This example shows how to improve the performance of an IEEE® 802.11ac™ (Wi-Fi 5) link by beamforming the transmission when channel state information is available at the transmitter.


Transmit beamforming focuses energy towards a receiver to improve the SNR of a link. In this scheme the transmitter is called a beamformer and the receiver is called a beamformee. A steering matrix is used by the beamformer to direct the energy to the beamformee. The steering matrix is calculated using channel state information obtained through channel measurements. In IEEE 802.11ac [ 1 ] these measurements are obtained by sounding the channel between beamformer and beamformee. To sound the channel the beamformer sends a null data packet (NDP) to the beamformee. The beamformee uses the channel information provided by sounding to calculate a feedback matrix. This matrix is fed back to the beamformer in a compressed format. The beamformer can then use the feedback matrix to create a steering matrix and beamform transmissions to the beamformee. The process of forming the steering matrix is shown in this diagram.


In IEEE 802.11ac the single user beamformee capability is not mandatory. Therefore, a multi-antenna transmitter may have to use a different scheme to transmit packets to a receiver which cannot act as a beamformee. One such scheme is spatial expansion. Spatial expansion allows space-time streams to be transmitted on a greater number of transmit antennas. Using spatial expansion can provide a small transmit diversity gain in channels with flat fading when compared to directly mapping space-time streams to transmit antennas [ 2 ].

This example demonstrates the benefits of transmit beamforming for a 4x2 MIMO configuration between a transmitter and receiver, with two space-time streams. First, the example demonstrates the operation of a receiver which is not capable of being a beamformee by measuring the signal quality of a transmission made using spatial expansion. To show the benefits of transmit beamforming the example measures the signal quality of a transmission over the same channel realization using transmit beamforming and compares the performance of the two schemes. The stages are shown in the diagram below.


Waveform Configuration

This examples simulates a 4x2 MIMO configuration with 2 space-time streams.

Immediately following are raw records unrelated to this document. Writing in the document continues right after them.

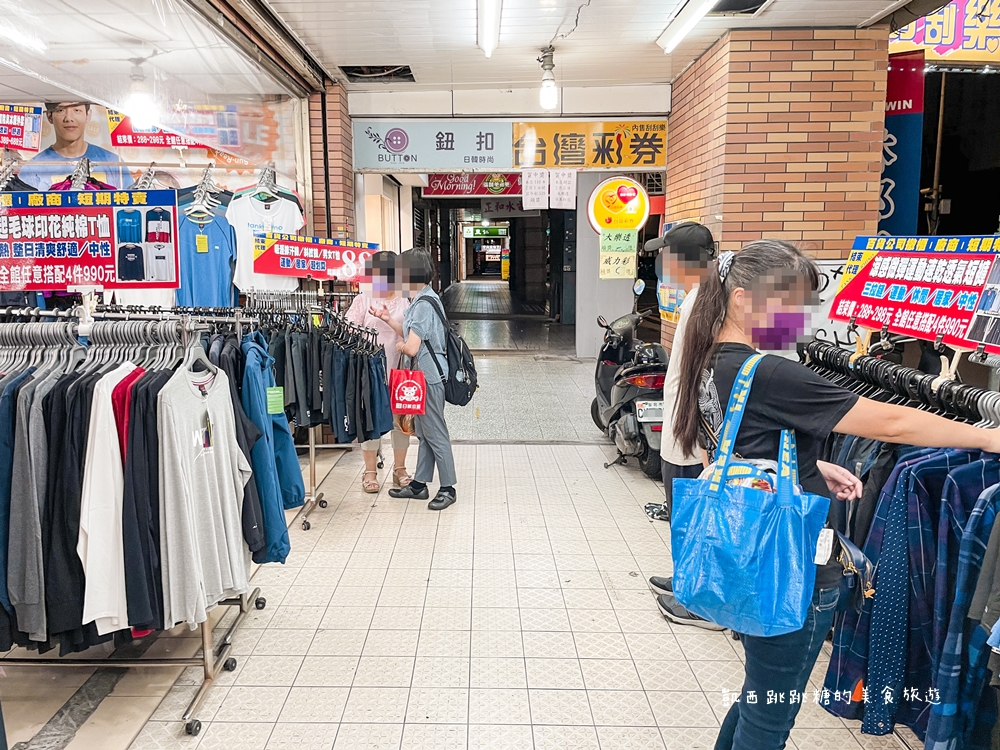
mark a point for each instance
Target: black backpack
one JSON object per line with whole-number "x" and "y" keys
{"x": 461, "y": 383}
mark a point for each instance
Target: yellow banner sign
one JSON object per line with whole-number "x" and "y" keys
{"x": 608, "y": 144}
{"x": 962, "y": 31}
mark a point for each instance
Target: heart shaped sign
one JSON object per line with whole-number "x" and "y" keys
{"x": 627, "y": 193}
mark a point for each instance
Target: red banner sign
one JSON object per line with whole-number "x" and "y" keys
{"x": 311, "y": 257}
{"x": 943, "y": 289}
{"x": 116, "y": 239}
{"x": 20, "y": 127}
{"x": 463, "y": 184}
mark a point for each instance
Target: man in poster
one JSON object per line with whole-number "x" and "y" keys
{"x": 69, "y": 120}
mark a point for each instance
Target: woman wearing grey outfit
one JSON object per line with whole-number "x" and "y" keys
{"x": 424, "y": 337}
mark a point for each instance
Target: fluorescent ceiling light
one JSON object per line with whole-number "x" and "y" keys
{"x": 489, "y": 25}
{"x": 683, "y": 22}
{"x": 21, "y": 39}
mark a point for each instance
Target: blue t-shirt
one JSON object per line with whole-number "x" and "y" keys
{"x": 206, "y": 264}
{"x": 44, "y": 176}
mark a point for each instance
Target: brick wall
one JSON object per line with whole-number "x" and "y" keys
{"x": 779, "y": 133}
{"x": 340, "y": 176}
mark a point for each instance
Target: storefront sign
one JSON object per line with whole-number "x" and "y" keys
{"x": 310, "y": 257}
{"x": 504, "y": 209}
{"x": 20, "y": 127}
{"x": 899, "y": 203}
{"x": 115, "y": 239}
{"x": 535, "y": 189}
{"x": 925, "y": 287}
{"x": 608, "y": 144}
{"x": 618, "y": 203}
{"x": 472, "y": 232}
{"x": 562, "y": 189}
{"x": 426, "y": 145}
{"x": 963, "y": 31}
{"x": 459, "y": 185}
{"x": 618, "y": 260}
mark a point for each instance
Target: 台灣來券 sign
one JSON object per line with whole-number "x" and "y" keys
{"x": 607, "y": 144}
{"x": 20, "y": 127}
{"x": 618, "y": 203}
{"x": 931, "y": 288}
{"x": 618, "y": 248}
{"x": 310, "y": 257}
{"x": 119, "y": 239}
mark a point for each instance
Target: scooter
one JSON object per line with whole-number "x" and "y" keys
{"x": 629, "y": 382}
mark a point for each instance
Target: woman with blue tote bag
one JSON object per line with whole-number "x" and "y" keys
{"x": 749, "y": 543}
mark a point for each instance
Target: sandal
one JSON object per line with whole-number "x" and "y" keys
{"x": 401, "y": 480}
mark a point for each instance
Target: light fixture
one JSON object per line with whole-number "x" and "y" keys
{"x": 488, "y": 13}
{"x": 140, "y": 107}
{"x": 681, "y": 24}
{"x": 548, "y": 95}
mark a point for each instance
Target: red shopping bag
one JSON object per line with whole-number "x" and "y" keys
{"x": 407, "y": 391}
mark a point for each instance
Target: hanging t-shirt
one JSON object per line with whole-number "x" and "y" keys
{"x": 207, "y": 252}
{"x": 158, "y": 225}
{"x": 203, "y": 473}
{"x": 131, "y": 265}
{"x": 784, "y": 395}
{"x": 130, "y": 226}
{"x": 44, "y": 175}
{"x": 247, "y": 216}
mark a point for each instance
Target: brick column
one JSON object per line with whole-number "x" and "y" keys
{"x": 778, "y": 134}
{"x": 335, "y": 174}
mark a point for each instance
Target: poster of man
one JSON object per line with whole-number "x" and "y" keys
{"x": 69, "y": 121}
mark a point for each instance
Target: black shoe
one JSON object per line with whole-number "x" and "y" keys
{"x": 661, "y": 585}
{"x": 441, "y": 501}
{"x": 674, "y": 611}
{"x": 409, "y": 493}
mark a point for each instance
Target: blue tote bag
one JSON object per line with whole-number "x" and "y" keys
{"x": 744, "y": 557}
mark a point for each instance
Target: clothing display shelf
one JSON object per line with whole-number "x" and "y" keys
{"x": 307, "y": 303}
{"x": 34, "y": 341}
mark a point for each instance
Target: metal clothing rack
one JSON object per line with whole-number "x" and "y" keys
{"x": 215, "y": 657}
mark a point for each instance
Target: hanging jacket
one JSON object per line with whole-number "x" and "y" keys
{"x": 257, "y": 378}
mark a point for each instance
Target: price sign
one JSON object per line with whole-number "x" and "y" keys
{"x": 931, "y": 288}
{"x": 618, "y": 260}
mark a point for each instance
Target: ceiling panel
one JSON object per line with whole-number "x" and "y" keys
{"x": 614, "y": 43}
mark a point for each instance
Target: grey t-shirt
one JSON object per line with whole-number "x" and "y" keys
{"x": 421, "y": 318}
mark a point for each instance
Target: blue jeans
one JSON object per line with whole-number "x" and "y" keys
{"x": 779, "y": 667}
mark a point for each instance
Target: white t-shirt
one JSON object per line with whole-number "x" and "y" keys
{"x": 100, "y": 545}
{"x": 670, "y": 450}
{"x": 248, "y": 216}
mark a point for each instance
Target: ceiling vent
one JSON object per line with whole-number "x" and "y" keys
{"x": 378, "y": 73}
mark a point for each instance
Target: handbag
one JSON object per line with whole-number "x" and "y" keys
{"x": 744, "y": 557}
{"x": 407, "y": 391}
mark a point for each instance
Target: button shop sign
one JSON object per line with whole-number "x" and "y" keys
{"x": 116, "y": 239}
{"x": 618, "y": 203}
{"x": 618, "y": 259}
{"x": 932, "y": 288}
{"x": 310, "y": 257}
{"x": 20, "y": 127}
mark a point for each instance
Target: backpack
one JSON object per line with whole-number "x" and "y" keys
{"x": 461, "y": 382}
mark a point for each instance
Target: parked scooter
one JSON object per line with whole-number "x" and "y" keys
{"x": 629, "y": 381}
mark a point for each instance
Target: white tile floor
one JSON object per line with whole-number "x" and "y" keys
{"x": 518, "y": 618}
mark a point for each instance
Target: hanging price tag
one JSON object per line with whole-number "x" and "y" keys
{"x": 275, "y": 400}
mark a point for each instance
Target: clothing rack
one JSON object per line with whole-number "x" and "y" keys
{"x": 215, "y": 657}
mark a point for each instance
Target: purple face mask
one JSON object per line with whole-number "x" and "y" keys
{"x": 783, "y": 332}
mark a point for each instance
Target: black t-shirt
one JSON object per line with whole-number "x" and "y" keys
{"x": 784, "y": 395}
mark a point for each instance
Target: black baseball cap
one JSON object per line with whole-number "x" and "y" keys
{"x": 689, "y": 239}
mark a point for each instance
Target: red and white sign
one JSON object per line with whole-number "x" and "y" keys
{"x": 931, "y": 288}
{"x": 311, "y": 257}
{"x": 461, "y": 184}
{"x": 116, "y": 239}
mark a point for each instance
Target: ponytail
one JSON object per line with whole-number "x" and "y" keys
{"x": 709, "y": 315}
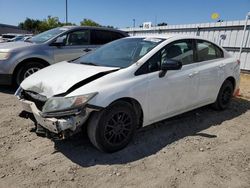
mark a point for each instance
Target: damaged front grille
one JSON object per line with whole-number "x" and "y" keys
{"x": 38, "y": 99}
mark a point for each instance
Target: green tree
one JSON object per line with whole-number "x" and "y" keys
{"x": 30, "y": 25}
{"x": 49, "y": 23}
{"x": 162, "y": 24}
{"x": 89, "y": 22}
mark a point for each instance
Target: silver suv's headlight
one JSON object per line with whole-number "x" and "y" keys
{"x": 65, "y": 105}
{"x": 4, "y": 55}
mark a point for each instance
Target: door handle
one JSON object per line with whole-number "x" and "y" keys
{"x": 222, "y": 65}
{"x": 193, "y": 74}
{"x": 196, "y": 72}
{"x": 87, "y": 50}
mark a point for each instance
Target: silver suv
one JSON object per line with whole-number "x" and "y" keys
{"x": 18, "y": 60}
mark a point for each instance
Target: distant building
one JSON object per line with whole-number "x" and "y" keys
{"x": 4, "y": 28}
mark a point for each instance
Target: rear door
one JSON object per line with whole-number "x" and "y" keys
{"x": 76, "y": 44}
{"x": 211, "y": 70}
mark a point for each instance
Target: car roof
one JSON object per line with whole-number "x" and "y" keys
{"x": 96, "y": 28}
{"x": 175, "y": 36}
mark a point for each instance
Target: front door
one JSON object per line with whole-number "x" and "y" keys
{"x": 177, "y": 90}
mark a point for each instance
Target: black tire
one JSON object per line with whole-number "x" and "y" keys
{"x": 28, "y": 69}
{"x": 112, "y": 129}
{"x": 224, "y": 97}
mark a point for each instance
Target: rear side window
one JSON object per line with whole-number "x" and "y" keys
{"x": 207, "y": 51}
{"x": 181, "y": 50}
{"x": 99, "y": 37}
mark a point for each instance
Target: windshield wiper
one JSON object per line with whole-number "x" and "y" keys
{"x": 88, "y": 63}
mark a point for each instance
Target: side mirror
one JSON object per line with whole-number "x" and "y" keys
{"x": 59, "y": 42}
{"x": 169, "y": 64}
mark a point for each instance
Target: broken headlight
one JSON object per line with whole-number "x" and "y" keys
{"x": 62, "y": 106}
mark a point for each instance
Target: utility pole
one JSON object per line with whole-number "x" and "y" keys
{"x": 133, "y": 27}
{"x": 133, "y": 23}
{"x": 66, "y": 11}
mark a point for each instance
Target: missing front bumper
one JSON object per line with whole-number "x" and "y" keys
{"x": 56, "y": 125}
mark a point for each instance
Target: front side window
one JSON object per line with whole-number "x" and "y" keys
{"x": 47, "y": 35}
{"x": 120, "y": 53}
{"x": 207, "y": 51}
{"x": 77, "y": 38}
{"x": 181, "y": 50}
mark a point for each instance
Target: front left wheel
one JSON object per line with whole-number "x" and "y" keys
{"x": 112, "y": 128}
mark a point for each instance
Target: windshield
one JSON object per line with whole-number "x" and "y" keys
{"x": 47, "y": 35}
{"x": 120, "y": 53}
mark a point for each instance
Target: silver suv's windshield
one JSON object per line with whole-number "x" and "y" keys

NumTxAnts = 4;  % Number of transmit antennas
NumSTS = 2;     % Number of space-time streams
NumRxAnts = 2;  % Number of receive antennas

The format specific configuration of a VHT waveform is described using a VHT format configuration object. Configure the waveform with a 20 MHz bandwidth and the MIMO configuration specified above.

cfgVHT = wlanVHTConfig;
cfgVHT.ChannelBandwidth = 'CBW20';
cfgVHT.APEPLength = 4000;
cfgVHT.NumTransmitAntennas = NumTxAnts;
cfgVHT.NumSpaceTimeStreams = NumSTS;
cfgVHT.MCS = 4; % 16-QAM, rate 3/4

Channel Configuration

This example uses a TGac channel model with delay profile Model-B. The channel realization is controlled with a seed to allow repeatability.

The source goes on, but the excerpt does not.